Truth.I answer, It is a truth: the mischief of a blind Pharisee’s blind guidance is greater than if he acted treasons, murders, &c.; and the loss of one soul by his seduction, is a greater mischief than if he blew up parliaments, and cut the throats of kings or emperors, so precious is that invaluable jewel of a soul above all the present lives and bodies of all the men in the world! And therefore I affirm, that justice, calling for eye for eye, tooth for tooth, life for life, calls also soul for soul;which the blind-guiding, seducing Pharisee, shall truly pay in that dreadful ditch, which the Lord Jesus speaks of. But this sentence against him, the Lord Jesus only pronounceth in his church, his spiritual judicature, and executes this sentence in part at present, and hereafter to all eternity. Such a sentence no civil judge can pass, such a death no civil sword can inflict.[129]
A great mistake in most to conceive that dead men, that is, souls dead in sin, may be infected by false doctrine.

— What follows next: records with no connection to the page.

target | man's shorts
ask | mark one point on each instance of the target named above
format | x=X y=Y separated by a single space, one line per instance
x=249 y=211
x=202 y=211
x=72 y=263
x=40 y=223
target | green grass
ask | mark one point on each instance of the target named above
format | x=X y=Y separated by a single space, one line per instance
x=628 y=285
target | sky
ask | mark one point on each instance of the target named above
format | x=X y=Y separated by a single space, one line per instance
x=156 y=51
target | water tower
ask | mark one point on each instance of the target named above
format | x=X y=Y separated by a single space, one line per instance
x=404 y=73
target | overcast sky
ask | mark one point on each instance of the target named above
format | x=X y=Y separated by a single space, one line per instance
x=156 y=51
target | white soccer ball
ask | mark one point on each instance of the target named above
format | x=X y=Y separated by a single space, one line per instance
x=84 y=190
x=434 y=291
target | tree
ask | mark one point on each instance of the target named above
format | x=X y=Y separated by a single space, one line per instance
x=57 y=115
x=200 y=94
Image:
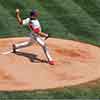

I answer, secondly, Dead men cannot be infected. The civil state, the world, being in a natural state, dead in sin, whatever be the state-religion unto which persons are forced, it is impossible it should be infected. Indeed the living, the believing, the church and spiritual state, that and that only is capable of infection; for whose help we shall presently see what preservatives and remedies the Lord Jesus hath appointed.
All natural men being dead in sin, yet none die everlastingly but such as are thereunto ordained.
Moreover, as we see in a common plague or infection the names are taken how many are to die, and not one more shall be struck than the destroying angel hath the names of:[130]so here, whatever be the soul-infection breathed out from the lying lips of a plague-sick Pharisee, yet the names are taken, not one elect or chosen of God shall perish. God’s sheep are safe in his eternal hand and counsel, and he that knows his material, knows also his mystical stars, their numbers, and calls them every one by name. None fall into the ditch on the blind Pharisee’s back but such as were ordained to that condemnation, both guide and followers, 1 Pet. ii. 8; Jude 4. The vessels of wrath shall break and split, and only they, to the praise of God’s eternal justice, Rom. ix. 22.